As the hot plate warms up, you’ll see the laser spot start to wiggle and dance, steered this way and that by convection currents in the air.
When air near the hot plate heats up, it becomes less dense. This density change causes the air to rise and mix with the surrounding cooler air in a process called convection. The optical properties of hot air are different from those of cool air. Light passes through hot air more quickly than it does through cool air. This slight change in speed causes the light to bend, or refract, as it passes through air of varying temperatures.
If you were viewing the laser spot from the vantage of the “eye” of the printed image, the laser spot would veer in and out of view, or twinkle.
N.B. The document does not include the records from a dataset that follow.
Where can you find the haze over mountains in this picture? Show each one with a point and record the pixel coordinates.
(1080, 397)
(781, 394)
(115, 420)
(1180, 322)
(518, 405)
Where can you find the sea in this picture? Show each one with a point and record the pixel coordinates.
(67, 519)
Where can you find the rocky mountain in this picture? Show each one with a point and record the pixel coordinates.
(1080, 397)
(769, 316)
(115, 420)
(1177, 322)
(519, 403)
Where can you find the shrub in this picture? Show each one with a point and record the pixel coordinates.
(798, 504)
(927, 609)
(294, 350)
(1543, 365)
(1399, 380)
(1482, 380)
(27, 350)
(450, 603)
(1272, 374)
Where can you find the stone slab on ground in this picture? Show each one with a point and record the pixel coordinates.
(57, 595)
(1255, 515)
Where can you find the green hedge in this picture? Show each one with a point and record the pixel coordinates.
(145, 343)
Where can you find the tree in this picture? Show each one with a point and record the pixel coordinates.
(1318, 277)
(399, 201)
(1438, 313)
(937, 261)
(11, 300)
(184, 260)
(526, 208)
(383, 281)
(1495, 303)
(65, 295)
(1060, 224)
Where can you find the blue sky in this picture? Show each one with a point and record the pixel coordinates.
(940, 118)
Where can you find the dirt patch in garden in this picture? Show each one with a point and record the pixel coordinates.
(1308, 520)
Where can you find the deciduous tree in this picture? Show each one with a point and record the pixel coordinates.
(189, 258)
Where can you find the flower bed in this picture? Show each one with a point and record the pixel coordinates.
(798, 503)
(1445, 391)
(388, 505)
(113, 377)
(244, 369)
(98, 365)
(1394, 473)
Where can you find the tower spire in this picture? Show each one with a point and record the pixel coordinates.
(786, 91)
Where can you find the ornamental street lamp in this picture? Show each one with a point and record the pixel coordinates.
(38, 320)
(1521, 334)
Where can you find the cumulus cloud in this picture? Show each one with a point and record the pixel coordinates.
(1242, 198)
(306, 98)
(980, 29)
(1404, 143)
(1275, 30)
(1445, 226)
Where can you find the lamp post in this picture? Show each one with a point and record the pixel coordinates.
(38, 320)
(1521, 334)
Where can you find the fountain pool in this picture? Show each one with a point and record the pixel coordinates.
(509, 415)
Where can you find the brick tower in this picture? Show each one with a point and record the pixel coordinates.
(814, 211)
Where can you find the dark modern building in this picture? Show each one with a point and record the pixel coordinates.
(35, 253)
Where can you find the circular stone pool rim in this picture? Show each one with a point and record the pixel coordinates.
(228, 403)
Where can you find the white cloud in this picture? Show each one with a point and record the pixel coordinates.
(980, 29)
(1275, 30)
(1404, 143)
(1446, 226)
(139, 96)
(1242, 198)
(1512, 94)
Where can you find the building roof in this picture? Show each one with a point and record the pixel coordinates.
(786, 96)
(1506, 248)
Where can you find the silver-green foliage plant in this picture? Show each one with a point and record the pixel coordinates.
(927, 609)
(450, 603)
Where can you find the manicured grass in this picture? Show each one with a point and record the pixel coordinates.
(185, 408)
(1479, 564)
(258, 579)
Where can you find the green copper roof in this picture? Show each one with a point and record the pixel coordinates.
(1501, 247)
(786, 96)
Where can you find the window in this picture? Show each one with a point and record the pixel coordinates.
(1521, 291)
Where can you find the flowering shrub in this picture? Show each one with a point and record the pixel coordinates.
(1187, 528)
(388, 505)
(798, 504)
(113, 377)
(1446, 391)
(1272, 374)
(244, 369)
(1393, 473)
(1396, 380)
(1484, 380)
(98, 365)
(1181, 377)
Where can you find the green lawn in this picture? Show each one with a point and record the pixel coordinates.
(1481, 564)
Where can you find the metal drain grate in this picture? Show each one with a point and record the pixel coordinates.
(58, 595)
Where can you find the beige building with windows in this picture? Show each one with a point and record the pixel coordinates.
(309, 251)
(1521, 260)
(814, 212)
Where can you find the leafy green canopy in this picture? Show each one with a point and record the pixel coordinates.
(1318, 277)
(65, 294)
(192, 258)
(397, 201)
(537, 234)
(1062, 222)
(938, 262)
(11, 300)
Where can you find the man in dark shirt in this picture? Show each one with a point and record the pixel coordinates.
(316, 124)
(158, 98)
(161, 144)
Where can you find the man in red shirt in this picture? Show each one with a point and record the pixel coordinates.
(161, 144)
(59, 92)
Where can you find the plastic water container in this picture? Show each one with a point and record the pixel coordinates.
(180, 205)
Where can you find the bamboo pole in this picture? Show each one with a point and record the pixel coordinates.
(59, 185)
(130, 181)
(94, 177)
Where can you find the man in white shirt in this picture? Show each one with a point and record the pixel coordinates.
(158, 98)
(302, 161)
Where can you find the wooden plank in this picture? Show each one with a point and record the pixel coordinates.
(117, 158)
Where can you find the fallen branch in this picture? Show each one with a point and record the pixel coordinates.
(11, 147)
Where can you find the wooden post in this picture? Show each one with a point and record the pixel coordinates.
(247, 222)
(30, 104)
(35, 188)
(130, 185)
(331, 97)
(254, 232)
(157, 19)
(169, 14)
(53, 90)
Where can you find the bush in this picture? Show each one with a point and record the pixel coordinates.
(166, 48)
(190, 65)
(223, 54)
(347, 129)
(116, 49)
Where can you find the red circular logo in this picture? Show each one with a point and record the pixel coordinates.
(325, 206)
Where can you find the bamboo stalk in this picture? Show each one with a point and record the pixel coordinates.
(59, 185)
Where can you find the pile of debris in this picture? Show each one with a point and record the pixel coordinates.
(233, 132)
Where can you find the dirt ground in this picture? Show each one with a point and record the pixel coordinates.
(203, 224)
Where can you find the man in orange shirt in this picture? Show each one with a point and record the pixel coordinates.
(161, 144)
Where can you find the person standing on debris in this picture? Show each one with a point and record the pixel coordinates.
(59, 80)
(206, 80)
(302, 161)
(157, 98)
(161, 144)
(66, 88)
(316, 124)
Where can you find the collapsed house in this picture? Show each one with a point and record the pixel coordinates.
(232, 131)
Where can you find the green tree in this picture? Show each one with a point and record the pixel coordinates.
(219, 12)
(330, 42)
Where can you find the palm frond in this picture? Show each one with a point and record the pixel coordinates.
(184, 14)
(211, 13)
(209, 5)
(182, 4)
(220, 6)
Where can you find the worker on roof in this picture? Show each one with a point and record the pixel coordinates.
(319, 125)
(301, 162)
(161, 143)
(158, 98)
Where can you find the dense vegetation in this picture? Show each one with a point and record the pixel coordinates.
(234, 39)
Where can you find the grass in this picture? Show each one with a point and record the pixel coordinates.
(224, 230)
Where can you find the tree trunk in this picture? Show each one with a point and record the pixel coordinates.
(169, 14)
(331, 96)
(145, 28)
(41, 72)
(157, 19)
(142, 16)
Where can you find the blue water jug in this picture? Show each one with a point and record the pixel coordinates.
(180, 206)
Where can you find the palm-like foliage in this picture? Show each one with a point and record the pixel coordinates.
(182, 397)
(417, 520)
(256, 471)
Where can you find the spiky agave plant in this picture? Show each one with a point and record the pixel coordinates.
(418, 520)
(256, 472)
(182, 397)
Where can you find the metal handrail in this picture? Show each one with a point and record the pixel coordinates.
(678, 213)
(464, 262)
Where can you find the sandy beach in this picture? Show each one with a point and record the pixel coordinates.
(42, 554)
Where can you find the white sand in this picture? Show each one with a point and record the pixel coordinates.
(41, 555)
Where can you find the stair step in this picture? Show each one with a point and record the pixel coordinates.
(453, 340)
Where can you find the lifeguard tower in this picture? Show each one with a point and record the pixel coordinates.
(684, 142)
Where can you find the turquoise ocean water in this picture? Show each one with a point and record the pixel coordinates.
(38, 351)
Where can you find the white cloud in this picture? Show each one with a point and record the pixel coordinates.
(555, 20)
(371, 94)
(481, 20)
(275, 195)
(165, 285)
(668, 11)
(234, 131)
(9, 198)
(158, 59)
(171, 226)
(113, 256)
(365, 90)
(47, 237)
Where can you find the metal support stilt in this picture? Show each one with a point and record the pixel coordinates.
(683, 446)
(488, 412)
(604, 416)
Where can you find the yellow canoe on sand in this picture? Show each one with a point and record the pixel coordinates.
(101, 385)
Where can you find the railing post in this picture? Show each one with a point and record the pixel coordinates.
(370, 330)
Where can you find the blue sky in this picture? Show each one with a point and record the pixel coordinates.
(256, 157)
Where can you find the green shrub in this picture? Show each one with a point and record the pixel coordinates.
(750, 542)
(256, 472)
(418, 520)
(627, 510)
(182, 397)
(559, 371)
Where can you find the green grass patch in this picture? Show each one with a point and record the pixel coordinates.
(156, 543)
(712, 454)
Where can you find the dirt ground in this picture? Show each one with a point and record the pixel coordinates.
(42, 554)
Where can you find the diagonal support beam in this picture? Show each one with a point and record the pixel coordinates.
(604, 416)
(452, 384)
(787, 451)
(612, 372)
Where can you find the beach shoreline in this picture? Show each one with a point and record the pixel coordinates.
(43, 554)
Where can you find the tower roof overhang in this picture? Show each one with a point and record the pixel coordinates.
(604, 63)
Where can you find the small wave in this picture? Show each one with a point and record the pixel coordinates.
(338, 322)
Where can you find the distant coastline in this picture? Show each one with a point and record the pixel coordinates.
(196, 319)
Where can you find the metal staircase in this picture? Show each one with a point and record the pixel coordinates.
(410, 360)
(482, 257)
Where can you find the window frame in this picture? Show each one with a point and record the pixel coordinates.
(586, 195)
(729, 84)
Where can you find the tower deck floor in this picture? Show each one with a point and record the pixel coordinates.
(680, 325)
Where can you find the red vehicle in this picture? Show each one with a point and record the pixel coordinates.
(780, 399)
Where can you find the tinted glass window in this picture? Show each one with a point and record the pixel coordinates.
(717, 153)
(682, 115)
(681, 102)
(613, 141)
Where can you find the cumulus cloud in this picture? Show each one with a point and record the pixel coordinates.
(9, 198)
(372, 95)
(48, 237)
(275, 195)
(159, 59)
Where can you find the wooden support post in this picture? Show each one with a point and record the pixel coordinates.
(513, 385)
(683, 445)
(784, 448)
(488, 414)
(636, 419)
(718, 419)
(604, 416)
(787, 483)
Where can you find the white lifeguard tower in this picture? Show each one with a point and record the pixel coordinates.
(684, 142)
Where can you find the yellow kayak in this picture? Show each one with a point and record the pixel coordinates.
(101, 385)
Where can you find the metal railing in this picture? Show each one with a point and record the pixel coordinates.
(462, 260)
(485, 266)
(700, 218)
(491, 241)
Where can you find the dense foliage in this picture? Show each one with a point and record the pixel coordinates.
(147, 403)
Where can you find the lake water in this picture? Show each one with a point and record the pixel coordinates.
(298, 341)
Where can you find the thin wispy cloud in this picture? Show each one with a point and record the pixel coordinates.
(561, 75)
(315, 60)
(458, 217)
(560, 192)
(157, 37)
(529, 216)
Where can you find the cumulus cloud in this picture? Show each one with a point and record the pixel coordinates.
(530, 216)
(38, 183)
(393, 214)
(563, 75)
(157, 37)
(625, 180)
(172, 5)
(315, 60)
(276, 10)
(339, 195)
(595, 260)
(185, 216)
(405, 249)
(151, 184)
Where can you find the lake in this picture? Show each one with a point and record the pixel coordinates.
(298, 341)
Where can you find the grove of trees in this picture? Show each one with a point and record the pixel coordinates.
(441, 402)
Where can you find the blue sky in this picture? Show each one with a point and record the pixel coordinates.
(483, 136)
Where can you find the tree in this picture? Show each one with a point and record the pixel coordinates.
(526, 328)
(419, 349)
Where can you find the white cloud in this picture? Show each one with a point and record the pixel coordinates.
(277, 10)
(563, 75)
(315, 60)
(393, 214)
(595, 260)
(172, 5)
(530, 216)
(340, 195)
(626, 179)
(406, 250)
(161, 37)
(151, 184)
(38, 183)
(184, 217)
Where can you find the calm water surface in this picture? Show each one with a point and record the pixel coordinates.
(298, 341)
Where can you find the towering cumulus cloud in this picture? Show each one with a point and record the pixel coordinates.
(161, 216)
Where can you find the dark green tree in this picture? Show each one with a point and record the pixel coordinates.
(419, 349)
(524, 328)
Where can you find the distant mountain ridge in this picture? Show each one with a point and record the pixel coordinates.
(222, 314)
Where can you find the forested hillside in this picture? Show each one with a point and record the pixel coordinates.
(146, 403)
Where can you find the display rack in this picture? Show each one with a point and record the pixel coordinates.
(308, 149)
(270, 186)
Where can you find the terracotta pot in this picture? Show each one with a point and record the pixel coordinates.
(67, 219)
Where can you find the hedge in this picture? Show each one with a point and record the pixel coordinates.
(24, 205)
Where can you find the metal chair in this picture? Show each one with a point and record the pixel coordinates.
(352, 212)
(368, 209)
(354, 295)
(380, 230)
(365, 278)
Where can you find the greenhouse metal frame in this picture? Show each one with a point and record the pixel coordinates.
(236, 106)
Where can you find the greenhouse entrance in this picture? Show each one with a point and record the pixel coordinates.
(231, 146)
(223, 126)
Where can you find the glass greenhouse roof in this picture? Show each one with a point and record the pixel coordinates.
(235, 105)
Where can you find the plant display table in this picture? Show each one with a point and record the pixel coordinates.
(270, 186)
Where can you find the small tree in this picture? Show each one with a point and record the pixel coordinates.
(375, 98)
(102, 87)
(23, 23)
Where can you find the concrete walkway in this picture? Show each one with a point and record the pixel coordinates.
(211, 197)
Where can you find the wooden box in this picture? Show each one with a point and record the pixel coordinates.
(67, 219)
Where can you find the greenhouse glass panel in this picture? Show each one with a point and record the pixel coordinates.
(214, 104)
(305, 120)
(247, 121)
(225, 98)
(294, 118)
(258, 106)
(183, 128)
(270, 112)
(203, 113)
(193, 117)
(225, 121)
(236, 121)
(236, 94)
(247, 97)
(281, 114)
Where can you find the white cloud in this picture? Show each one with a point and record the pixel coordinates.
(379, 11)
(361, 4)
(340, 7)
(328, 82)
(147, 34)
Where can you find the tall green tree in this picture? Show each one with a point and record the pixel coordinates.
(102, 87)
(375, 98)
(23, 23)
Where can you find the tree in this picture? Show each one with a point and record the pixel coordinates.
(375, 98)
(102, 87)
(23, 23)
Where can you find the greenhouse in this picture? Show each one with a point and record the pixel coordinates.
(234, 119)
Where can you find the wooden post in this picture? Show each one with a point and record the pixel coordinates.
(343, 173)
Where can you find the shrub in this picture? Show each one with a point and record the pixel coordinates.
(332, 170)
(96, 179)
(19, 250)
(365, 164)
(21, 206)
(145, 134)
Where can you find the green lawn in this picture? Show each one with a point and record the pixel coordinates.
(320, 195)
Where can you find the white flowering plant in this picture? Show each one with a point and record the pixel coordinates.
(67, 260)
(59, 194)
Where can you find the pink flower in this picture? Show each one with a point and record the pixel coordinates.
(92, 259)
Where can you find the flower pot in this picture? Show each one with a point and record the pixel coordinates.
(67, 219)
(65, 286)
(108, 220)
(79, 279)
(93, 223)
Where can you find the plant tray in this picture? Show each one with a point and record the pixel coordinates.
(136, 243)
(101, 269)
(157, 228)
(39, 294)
This same twinkling occurs when you view a distant star. Located trillions upon trillions of miles away, a star appears to us as a single point of light, like the light from your laser. Starlight travels through the vacuum of space unimpeded and in a straight line until it enters Earth’s atmosphere. As it passes through regions of gas of varying temperature, the light refracts, bending this way and that in response to puffs of hot or cold air. You perceive this thermally driven jiggling as a flickering of the light—or the twinkling of the star.
Astronomers call this twinkling effect scintillation, and generally seek to avoid it when looking through telescopes, since it blurs and warps images. Many modern large observatories use adaptive optics to mitigate scintillation, relying on fast computers and adjustable reflecting surfaces to compensate for distortions caused by scintillation. But the best way to avoid distortions caused by our atmosphere is to leave Earth altogether: Orbiting telescopes, such as the Hubble Space Telescope, offer the best possible observational clarity.